Blessings Chidakwa and Fortunate Gora
Some officials at Chinhoyi Municipality are being accused of duping former Golden Kopje employees of 16 houses. There are also allegations that the officials could have tampered with title deeds for two other houses.
Sources alleged that when the mine stopped operations in 2007, council irregularly offered the houses to people who did not originally occupy them.
Golden Kopje started offering the houses to its employees in 1996, before it downsized its workforce the following year.
Documents seen by The Herald show that Government, which conducted investigations into the matter, questioned the authenticity of some of the title deeds that were used to evict ex-Golden Kopje workers.

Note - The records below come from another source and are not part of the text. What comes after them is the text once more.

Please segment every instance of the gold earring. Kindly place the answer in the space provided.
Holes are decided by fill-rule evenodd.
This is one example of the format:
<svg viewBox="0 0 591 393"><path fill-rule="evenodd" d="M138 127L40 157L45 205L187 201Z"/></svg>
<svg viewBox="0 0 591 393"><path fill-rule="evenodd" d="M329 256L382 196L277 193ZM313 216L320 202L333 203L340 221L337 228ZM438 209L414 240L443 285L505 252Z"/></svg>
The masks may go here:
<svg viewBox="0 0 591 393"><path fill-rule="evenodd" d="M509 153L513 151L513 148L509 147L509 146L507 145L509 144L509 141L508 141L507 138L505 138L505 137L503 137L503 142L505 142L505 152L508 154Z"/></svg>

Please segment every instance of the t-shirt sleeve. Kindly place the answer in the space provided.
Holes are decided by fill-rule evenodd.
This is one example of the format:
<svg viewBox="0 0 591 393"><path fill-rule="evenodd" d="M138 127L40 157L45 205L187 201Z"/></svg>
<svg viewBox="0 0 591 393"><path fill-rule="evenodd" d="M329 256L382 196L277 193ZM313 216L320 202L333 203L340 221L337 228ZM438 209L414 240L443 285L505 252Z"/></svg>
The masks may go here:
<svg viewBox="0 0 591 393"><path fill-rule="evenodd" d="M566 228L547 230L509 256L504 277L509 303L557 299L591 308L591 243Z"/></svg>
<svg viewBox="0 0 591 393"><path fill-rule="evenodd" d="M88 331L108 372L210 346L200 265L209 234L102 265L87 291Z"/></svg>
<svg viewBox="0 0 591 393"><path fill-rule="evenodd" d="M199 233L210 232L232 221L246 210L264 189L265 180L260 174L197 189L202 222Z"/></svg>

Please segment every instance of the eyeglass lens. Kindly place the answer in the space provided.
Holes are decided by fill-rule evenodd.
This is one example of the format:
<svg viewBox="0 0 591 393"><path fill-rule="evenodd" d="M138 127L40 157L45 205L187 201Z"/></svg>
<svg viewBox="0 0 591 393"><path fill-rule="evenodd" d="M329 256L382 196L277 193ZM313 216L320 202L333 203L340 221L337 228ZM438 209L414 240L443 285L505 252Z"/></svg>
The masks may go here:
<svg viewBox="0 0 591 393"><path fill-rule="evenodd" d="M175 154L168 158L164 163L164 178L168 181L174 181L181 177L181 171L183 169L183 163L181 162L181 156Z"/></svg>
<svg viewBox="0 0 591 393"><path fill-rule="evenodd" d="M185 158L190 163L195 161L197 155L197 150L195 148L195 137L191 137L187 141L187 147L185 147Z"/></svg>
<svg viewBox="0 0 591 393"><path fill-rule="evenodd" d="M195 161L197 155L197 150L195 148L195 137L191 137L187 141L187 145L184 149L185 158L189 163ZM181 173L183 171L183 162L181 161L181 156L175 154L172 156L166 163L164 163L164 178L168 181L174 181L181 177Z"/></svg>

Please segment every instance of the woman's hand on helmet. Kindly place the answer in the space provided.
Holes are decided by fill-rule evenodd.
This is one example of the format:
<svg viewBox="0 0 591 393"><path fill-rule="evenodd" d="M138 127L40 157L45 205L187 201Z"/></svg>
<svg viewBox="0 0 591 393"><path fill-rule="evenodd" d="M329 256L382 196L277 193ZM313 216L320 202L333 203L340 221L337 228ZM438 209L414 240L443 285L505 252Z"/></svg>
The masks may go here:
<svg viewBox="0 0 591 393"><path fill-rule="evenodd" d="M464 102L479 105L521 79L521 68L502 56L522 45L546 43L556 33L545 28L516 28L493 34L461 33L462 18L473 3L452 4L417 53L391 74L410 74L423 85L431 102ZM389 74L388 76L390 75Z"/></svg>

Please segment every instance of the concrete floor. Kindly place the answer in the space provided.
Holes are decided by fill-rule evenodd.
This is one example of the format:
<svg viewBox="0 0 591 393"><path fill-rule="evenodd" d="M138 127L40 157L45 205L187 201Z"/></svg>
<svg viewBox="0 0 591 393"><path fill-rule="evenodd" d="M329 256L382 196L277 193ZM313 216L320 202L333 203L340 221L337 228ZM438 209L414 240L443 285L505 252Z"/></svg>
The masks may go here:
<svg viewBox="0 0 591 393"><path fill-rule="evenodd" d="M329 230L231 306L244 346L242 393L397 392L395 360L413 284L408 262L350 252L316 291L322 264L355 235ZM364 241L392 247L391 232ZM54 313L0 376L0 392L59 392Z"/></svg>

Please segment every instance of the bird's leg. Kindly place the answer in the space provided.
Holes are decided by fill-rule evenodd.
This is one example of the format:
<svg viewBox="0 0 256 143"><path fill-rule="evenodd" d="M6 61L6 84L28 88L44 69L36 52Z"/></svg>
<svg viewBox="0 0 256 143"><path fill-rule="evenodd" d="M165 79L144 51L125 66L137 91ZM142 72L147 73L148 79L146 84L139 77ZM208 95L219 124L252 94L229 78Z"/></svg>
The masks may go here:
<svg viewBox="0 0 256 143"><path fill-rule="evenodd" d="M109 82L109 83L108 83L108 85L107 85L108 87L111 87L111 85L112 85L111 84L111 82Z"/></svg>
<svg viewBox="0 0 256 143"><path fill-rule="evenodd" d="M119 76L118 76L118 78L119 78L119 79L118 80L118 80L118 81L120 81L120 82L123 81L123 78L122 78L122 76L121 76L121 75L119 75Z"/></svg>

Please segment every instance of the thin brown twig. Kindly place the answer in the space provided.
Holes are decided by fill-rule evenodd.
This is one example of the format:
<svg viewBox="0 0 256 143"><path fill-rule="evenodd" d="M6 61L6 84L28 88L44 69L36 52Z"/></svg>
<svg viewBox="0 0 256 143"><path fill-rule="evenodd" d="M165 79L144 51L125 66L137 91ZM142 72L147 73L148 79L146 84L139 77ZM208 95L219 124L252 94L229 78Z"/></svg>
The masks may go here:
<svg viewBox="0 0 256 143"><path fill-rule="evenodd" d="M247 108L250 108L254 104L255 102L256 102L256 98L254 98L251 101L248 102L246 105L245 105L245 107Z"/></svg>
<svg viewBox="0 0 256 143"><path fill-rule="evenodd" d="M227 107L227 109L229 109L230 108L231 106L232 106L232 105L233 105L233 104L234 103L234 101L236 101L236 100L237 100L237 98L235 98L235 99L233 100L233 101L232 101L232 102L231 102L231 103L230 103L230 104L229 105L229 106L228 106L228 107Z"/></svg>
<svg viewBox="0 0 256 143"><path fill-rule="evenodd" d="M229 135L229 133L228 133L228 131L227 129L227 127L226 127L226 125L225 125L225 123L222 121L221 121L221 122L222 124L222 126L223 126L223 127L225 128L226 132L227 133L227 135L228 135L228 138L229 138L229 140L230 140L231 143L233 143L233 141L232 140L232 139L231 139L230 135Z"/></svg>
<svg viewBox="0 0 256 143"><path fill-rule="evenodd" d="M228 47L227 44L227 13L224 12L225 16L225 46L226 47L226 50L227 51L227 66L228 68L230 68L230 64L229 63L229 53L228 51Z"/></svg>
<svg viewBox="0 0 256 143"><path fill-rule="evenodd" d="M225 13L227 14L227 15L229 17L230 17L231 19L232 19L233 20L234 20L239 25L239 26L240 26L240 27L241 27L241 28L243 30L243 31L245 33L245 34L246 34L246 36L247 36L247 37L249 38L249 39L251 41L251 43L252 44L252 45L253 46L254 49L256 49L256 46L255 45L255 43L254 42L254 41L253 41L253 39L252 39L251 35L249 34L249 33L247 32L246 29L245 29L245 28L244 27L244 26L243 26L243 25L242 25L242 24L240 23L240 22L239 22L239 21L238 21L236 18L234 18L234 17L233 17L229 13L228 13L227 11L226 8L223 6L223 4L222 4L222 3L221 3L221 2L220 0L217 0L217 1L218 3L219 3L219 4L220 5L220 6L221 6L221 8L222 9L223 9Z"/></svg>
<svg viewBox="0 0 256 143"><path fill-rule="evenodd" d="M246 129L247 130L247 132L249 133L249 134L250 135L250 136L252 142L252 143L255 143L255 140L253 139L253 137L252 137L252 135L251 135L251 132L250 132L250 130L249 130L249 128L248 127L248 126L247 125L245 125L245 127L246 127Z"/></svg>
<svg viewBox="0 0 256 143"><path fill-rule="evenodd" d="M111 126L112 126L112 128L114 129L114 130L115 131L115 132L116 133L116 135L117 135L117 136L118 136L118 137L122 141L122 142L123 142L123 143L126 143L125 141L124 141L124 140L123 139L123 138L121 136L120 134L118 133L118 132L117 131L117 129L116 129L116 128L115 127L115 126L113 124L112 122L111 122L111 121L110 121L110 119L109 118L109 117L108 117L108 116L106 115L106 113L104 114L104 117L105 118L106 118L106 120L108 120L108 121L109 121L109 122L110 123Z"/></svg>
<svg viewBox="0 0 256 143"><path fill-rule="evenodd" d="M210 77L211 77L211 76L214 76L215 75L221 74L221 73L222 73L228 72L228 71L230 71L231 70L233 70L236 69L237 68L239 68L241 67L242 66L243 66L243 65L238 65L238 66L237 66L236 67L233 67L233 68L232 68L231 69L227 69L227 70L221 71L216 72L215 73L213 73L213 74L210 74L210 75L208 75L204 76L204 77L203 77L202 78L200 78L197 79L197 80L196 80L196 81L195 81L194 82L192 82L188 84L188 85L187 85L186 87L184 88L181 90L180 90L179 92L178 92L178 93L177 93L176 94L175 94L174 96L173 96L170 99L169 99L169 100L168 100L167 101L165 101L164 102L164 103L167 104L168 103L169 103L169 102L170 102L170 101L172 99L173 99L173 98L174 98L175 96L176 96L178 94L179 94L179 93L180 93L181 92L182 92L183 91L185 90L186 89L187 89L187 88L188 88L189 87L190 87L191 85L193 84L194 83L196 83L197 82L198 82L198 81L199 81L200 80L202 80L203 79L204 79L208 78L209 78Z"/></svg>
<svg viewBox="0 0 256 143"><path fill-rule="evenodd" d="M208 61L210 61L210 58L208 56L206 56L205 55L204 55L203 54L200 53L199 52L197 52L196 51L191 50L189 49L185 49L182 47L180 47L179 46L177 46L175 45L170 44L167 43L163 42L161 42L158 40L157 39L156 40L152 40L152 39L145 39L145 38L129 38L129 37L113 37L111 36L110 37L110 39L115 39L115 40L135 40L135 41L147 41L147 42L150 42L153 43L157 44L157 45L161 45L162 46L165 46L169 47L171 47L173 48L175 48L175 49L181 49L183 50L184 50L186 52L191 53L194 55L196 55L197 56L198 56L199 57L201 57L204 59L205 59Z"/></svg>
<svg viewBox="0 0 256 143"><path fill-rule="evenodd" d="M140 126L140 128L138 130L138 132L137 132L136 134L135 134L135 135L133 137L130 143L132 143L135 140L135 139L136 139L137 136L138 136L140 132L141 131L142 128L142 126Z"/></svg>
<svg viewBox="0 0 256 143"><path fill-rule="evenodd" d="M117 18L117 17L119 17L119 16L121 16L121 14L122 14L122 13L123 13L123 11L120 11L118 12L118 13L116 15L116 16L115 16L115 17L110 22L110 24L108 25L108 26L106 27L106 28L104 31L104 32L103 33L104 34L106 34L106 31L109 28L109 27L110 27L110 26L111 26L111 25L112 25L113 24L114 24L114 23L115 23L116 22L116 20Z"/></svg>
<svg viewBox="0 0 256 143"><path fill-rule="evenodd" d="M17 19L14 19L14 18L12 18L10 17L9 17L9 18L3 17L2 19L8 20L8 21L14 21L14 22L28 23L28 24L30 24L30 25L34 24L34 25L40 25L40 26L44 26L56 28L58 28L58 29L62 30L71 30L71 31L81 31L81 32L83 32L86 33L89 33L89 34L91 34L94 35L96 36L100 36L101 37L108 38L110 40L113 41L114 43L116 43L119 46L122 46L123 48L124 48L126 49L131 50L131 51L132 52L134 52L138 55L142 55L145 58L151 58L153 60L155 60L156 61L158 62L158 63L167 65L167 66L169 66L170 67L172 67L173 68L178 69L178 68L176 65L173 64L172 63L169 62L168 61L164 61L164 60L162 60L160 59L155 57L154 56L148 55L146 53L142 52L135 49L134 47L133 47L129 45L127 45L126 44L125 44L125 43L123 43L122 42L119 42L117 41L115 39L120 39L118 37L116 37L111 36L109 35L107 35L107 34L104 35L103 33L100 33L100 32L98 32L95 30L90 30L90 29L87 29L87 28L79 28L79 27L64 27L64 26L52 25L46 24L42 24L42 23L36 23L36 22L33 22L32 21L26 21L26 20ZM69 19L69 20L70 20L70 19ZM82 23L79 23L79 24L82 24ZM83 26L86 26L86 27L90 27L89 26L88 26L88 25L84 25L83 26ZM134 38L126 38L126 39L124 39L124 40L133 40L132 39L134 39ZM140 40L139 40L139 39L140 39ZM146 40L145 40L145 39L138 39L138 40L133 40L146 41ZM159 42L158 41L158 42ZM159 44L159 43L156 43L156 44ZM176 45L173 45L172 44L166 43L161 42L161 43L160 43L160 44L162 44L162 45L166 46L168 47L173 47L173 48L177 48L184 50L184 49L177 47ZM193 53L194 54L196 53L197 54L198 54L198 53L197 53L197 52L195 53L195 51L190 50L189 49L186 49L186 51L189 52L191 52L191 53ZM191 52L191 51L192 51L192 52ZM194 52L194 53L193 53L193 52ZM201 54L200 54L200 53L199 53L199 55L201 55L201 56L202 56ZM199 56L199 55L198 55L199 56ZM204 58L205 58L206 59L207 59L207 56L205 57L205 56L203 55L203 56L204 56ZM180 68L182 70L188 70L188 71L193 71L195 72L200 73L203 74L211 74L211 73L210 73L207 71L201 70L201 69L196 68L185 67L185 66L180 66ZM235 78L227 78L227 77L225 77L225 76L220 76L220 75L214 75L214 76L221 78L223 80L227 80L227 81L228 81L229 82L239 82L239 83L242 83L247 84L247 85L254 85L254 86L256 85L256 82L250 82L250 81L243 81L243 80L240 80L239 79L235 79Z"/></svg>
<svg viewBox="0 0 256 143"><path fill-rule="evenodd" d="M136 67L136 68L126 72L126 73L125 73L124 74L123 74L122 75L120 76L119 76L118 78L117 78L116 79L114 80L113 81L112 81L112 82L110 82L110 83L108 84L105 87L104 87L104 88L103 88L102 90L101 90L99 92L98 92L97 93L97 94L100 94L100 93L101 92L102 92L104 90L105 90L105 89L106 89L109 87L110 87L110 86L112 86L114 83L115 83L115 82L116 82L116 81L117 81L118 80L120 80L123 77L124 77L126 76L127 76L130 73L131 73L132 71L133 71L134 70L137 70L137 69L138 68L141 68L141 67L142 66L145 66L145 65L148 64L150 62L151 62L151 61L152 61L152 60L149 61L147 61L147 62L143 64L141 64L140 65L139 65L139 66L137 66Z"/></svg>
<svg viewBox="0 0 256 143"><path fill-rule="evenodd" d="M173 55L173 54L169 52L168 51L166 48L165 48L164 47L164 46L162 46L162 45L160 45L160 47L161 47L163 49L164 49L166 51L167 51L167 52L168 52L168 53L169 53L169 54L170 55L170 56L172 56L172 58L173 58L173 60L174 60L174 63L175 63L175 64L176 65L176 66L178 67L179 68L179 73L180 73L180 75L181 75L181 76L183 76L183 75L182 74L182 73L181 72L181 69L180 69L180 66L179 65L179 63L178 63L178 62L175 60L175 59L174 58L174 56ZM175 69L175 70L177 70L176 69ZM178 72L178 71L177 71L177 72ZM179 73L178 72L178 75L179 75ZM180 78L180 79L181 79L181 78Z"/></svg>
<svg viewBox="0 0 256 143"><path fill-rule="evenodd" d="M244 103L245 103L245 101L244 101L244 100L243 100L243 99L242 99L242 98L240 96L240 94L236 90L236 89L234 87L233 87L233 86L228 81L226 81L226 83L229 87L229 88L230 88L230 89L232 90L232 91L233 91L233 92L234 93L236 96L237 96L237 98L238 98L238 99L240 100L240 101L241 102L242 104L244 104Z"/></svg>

“The people claiming to have bought the stands are non-former Golden Kopje employees,” said the Government in the report.
“The title deeds, which the people are using to evict these former mine employees, do not recognise the structure the mine built and clearly state that it is a vacant piece of land.
“The deeds themselves require verification from the Deeds Registrar since they appear dubious.”
There are also allegations that the houses were corruptly allocated.
Chinhoyi Municipality spokesperson Mr Tichaona Mlauzi said the local authority did not have any hand in the allocation of the 16 houses as it was an internal matter at Golden Kopje.
“After the closure of the mine, we gave them offer letters as council for the purchase of all the houses,” he said.
“However, among themselves they set up an internal committee to share the properties and council was never at any given time involved in the allocation of those houses to any individual.”
Golden Kopje and the Chinhoyi Municipality reportedly entered into a Public-Private Partnership more than a decade ago, in which council gave the firm 150 stands free of charge for the construction of mine houses.
As part of the arrangement, council was supposed to take full ownership of the houses in the event that Golden Kopje closed.